I am not a terribly vain person, which is different from not being vain at all. I feel few societal pressures to be prettier or younger. My job as a writer doesn’t require it, and I’m married, which means my wife is legally bound to be attracted to me, or at least pretend. The thought that I might be too old for anything has honestly never entered my mind, not even when it should, like when I’m snowboarding or playing pickup basketball with teenagers.
Then I turned 40—a symbolically fraught age that always seemed impossibly distant—and began to notice the effects of growing older more clearly. Suddenly I was the age of baseball coaches, not baseball players. This should be fine; after all, the culture has long accepted us guys wrinkles and all. But at some point, maybe when husbands began to see the simple improvements their wives have undertaken for eons—or perhaps when Simon Cowell admitted that he was such a youthful 53 because his beauty regimen included a few hundred push-ups per day, lemon bath milk, and Botox—guys have begun to unabashedly chase the dragon of youth, too.
"I think men are starting to realize you can get this stuff done without looking like you had it done," says Cliff Kohler, a 38-year-old retired Air Force captain who now works in the pharmaceutical industry. "People say, ‘Oh, you look so much more rested.’ "
Kohler got his first Botox injection when he was 26 and has since added regular filler treatments under his eyes. He’s recently come back from a job interview in Texas and tells me the interviewer used the word youthful at least four times.
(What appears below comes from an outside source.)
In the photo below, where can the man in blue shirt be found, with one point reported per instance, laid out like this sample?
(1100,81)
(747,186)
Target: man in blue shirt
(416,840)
When the economy tanked, Kohler says, numerous friends sought treatments precisely because of the tightened market. “They wanted to look younger.”
Those guys were ahead of the curve. In Silicon Valley, where Mark Zuckerberg’s pronouncement that “young people are just smarter” has been adopted as a foundational tenet, the pressure to appear youthful is crushing, says Vic Narurkar, a San Francisco dermatologist who told me he’s seen a “significant increase in men looking for appearance-enhancing procedures in the last three or four years.”